LAP is usually offered at a Floating Rate of interest, linked to the Bank’s Base Rate or PLR as the case may be. Rate of interest are usually 2-4% higher as compared to a Home loan
Charges in LAP:
In addition to interest rates, one must also consider other charges & fee accompanying at various stages of taking a LAP. Following is the detailed fee structure incurred by Banks at different loan stages:
Processing Charge: It is a fee payable at the time of loan application and to get the loan sanction letter. The fee ranges between 0.5% to 1% of the loan amount
Prepayment Penalties: When the borrower pre-pays the loan before the loan tenure, Banks charge a penalty which usually varies between 2% to 3% of the pre-paid amount. Thought Part-prepayment by the borrower (to a certain extent) does not attract any charges
Legal Charges: Banks also incur some charges from the customer for legal and technical verification of the property
Delayed payment Charges: When there is a delay in the payment of your EMI, Banks charge a late payment fee from the borrower which normally ranges from 2% to 3% of the EMI
Cheque bounce charges: Banks charge between Rs. 250 and Rs. 500 for every bounced cheque towards the loan payment because of lack of funds in your account.

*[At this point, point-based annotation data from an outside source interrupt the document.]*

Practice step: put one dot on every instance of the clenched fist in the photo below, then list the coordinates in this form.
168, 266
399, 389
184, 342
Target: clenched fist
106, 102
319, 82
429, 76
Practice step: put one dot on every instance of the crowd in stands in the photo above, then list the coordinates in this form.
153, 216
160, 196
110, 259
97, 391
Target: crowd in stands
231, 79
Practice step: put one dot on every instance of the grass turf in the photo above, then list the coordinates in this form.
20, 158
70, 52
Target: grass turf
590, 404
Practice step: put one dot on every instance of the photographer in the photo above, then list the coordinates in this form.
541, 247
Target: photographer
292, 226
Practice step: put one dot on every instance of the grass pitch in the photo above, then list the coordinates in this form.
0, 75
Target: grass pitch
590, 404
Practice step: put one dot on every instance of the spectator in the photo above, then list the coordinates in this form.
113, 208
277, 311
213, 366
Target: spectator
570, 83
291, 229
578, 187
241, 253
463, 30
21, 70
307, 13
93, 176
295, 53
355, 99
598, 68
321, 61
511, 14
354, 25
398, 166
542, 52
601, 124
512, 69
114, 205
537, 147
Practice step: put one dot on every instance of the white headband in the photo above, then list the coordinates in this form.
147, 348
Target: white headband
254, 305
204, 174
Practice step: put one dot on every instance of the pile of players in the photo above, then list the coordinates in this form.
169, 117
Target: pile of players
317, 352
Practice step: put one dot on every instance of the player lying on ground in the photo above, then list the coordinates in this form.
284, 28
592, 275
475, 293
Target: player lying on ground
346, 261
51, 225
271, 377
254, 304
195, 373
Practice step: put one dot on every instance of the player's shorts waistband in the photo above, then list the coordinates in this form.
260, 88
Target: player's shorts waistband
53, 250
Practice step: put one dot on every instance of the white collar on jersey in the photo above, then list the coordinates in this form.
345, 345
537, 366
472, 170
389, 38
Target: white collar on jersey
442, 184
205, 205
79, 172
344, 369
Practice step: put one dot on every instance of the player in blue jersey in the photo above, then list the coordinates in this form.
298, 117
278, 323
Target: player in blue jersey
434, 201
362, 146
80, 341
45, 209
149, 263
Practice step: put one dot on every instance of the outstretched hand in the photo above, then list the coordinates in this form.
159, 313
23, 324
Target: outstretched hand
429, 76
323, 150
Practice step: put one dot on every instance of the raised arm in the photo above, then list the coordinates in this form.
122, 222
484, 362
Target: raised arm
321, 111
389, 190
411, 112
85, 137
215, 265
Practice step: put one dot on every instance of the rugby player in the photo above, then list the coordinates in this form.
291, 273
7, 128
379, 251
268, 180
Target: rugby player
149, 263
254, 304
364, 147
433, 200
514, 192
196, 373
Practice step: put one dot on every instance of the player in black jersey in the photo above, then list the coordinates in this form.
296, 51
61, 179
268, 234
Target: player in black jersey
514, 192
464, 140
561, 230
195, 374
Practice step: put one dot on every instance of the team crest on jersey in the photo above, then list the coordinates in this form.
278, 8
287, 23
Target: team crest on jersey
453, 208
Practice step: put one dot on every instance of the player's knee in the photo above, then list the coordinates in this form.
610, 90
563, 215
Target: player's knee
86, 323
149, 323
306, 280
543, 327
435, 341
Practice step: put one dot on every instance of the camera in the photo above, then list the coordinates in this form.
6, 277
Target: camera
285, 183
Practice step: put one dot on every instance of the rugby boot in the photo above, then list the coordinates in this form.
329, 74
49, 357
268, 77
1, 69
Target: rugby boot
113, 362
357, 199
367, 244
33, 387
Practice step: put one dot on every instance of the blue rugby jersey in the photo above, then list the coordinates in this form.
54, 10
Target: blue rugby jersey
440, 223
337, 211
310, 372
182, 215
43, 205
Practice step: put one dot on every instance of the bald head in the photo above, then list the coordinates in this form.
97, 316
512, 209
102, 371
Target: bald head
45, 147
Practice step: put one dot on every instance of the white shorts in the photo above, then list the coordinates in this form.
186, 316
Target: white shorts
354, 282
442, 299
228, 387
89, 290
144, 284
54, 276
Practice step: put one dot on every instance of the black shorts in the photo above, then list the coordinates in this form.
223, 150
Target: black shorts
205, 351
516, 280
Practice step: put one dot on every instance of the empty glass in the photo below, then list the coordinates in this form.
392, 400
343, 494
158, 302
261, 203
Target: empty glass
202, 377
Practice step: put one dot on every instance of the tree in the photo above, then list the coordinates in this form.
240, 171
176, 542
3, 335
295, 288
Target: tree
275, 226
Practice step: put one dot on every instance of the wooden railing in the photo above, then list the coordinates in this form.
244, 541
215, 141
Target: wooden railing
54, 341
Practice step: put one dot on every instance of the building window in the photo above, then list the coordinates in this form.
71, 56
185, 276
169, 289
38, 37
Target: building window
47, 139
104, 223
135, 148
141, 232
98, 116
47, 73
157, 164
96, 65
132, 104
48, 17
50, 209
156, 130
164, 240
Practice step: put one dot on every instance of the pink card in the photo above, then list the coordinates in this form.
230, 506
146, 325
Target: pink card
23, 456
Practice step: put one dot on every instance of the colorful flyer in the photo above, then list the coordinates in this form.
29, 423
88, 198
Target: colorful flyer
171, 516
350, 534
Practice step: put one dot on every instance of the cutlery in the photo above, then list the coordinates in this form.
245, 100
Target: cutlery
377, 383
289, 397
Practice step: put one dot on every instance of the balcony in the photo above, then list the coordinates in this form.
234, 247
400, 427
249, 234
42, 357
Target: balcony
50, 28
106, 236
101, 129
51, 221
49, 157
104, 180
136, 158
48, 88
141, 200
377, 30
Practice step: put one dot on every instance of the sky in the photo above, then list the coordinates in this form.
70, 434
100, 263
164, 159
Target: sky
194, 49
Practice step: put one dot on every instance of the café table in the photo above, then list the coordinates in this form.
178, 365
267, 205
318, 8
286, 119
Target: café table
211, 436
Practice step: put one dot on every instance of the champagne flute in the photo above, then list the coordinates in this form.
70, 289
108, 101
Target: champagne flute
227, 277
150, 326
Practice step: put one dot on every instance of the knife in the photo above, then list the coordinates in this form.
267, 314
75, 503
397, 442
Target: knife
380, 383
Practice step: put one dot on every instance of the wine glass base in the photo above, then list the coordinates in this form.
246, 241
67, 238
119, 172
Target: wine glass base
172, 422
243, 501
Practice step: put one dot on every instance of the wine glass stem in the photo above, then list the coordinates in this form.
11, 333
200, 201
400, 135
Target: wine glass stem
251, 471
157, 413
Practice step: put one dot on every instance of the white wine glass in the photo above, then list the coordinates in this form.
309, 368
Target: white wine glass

LAP eligibility depends up on various factors. A few of them are listed below -
Income – Your income determines the amount of loan you are eligible for. Banks generally keep the EMI to income ratio at 45% to 60%
Tenure of the loan – The longer tenure you opt for, the more loan you are eligible for
Interest rate offered – If your interest rates are on a lower side, then the loan eligiblity will be higer and vice versa
Existing loans – In case you have any existing loans, then the loan eligiblity amount will come down to keep the EMI to income ratio at 45% to 60%
Credit History – Banks also checks credit history of a borrower from CIBIL (Credit Information Bureau India Ltd.). CIBIL is India’s first credit information bureau, it is a repository of information, which contains the credit history of commercial and consumer borrowers. CIBIL provides this information to its Members in the form of credit information reports. Individuals can also access their own credit reports from CIBIL.
Tax Benefits in LAP:
Interest and other charges paid towards a LAP is a usual business expenditure and is allowed as a deduction from the borrower’s business income while filing his Income tax returns.
Generally the documents required to processing your loan application are almost similar across all the banks; however they may differ with various banks depending upon specific requirement etc.